LOS ANGELES (AP) – Los Angeles County reported another 806 coronavirus deaths Wednesday during the winter surge, bringing California’s death toll to more than 50,000, or about a tenth of the U.S. total per year. the pandemic.
The county, which has a quarter of the state’s 40 million residents, said the deaths occurred mostly between Dec. 3 and Feb. 3. The Department of Public Health identified them after reviewing death records that they were overdue due to high toll volumes.
“It is heartbreaking to report this large number of additional deaths associated with COVID-19 and a devastating reminder of the terrible toll the winter surge has taken on so many families across the county,” said Barbara Ferrer, county health director. The Angels. in a sentence.

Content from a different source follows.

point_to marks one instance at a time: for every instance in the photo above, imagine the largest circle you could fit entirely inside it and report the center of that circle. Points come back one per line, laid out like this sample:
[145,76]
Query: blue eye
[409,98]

Johns Hopkins University put the total death toll from COVID-19 in California at 50,890.
The grim figure comes days after the United States recorded half a million deaths.
While the nation’s most populous state has the highest number of COVID-19 deaths in the US, it ranks 25th in the number of cases per capita due to its large population.
The death toll skyrocketed amid a fall and winter surge that has started to decline as cases and hospitalizations decline. Los Angeles County reported 136 additional deaths Wednesday, accounting for nearly half of the state’s 314 additional deaths.
The state has begun easing more restrictions on businesses after lifting a stay-at-home order about a month ago. Governor Gavin Newsom has vowed to reopen schools soon despite opposition from teachers’ unions.
It took the state 10 months to reach 25,000 deaths on New Year’s Eve and less than two months for that number to double.
When the state hit the 40,000 death mark on January 30, it had recorded 3,800 deaths the previous week. In state figures reported through Tuesday, it recorded 2,370 deaths over the past week.
Due to the lag between infection and illness, hospitalization and death, the number of deaths has decreased more slowly than infections. But deaths are expected to continue to fall.
The deaths have particularly affected the poor and the Latino and black communities. People who do essential jobs have a higher exposure to the virus and are more likely to take it home with others who share crowded housing.
The death rate for Latinos is 21% higher than the state figure and 7% higher for black people, according to the state Department of Public Health.
Latinos comprise a plurality of the population – 39% – but 55% of cases and 46% of deaths. Blacks make up 6% of the state’s population and account for 4% of cases and 6% of deaths. Whites, by comparison, make up 37% of the population, but only 20% of cases and 32% of deaths.
Case rates are 38% higher in communities where the median annual income is less than $ 40,000.